Expectation of a log random variable

Question

I have an equation that requires taking the natural log of a random variable. When trying to figure out how to evaluate the expression, I came across this paper:

Y. W. Teh, D. Newman and M. Welling (2006), A Collapsed Variational Bayesian Inference Algorithm for Latent Dirichlet Allocation, NIPS 2006, 1353–1360.
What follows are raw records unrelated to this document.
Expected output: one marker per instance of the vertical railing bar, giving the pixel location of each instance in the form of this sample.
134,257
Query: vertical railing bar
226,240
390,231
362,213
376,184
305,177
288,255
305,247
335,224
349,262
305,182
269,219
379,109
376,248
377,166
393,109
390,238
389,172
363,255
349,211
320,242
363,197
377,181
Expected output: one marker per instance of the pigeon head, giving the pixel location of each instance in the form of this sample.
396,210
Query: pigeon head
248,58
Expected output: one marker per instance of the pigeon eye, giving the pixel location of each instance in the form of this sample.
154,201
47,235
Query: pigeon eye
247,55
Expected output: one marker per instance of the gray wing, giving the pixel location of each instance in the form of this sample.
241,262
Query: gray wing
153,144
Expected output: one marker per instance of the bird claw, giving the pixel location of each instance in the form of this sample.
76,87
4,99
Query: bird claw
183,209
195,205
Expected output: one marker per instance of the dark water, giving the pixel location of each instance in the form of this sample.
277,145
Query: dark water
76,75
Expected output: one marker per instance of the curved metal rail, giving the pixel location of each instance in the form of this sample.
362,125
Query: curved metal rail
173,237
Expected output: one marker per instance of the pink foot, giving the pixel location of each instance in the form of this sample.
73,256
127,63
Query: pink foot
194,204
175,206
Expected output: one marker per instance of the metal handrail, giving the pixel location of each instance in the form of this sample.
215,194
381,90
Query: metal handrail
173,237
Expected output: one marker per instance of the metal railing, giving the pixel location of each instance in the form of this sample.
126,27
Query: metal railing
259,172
They use a second order Taylor expansion around $𝑥_0=\mathbb{E}[x]$ to approximate $\mathbb{E}[\log(x)]$ to obtain

$$\mathbb{E}[\log(x)]\approx\log(\mathbb{E}[x])−\frac{\mathbb{V}[x]}{2\mathbb{E}[x]^2}$$

I can't seem to derive that equation and was wondering if someone might be able to help show that it is true? Also, does that result hold if instead we wanted to evaluate $\mathbb{E}[\log(-x)]$ where $x\in(-\infty,0)$?

Answer 1

A second order Taylor expansion around $\mathbb{E}(x)$ gives

$$log(x)\approx log(\mathbb{E}(x))+\frac{1}{\mathbb{E}(x)}\times(x-\mathbb{E}(x))-\frac{1}{2}\frac{1}{\mathbb{E}(x)^2}(x-\mathbb{E}(x))^2$$

Take expectations

$$\mathbb{E}(log(x))\approx \mathbb{E}(log(\mathbb{E}(x)))+\frac{1}{\mathbb{E}(x)}\times(\mathbb{E}(x)-\mathbb{E}(x))-\frac{1}{2}\frac{\mathbb{V}ar(x)}{\mathbb{E}(x)^2}$$

because the 2nd term vanishes and the expectation of a constant is the constant:

$$\mathbb{E}(log(x))\approx log(\mathbb{E}(x))-\frac{1}{2}\frac{\mathbb{V}ar(x)}{\mathbb{E}(x)^2}$$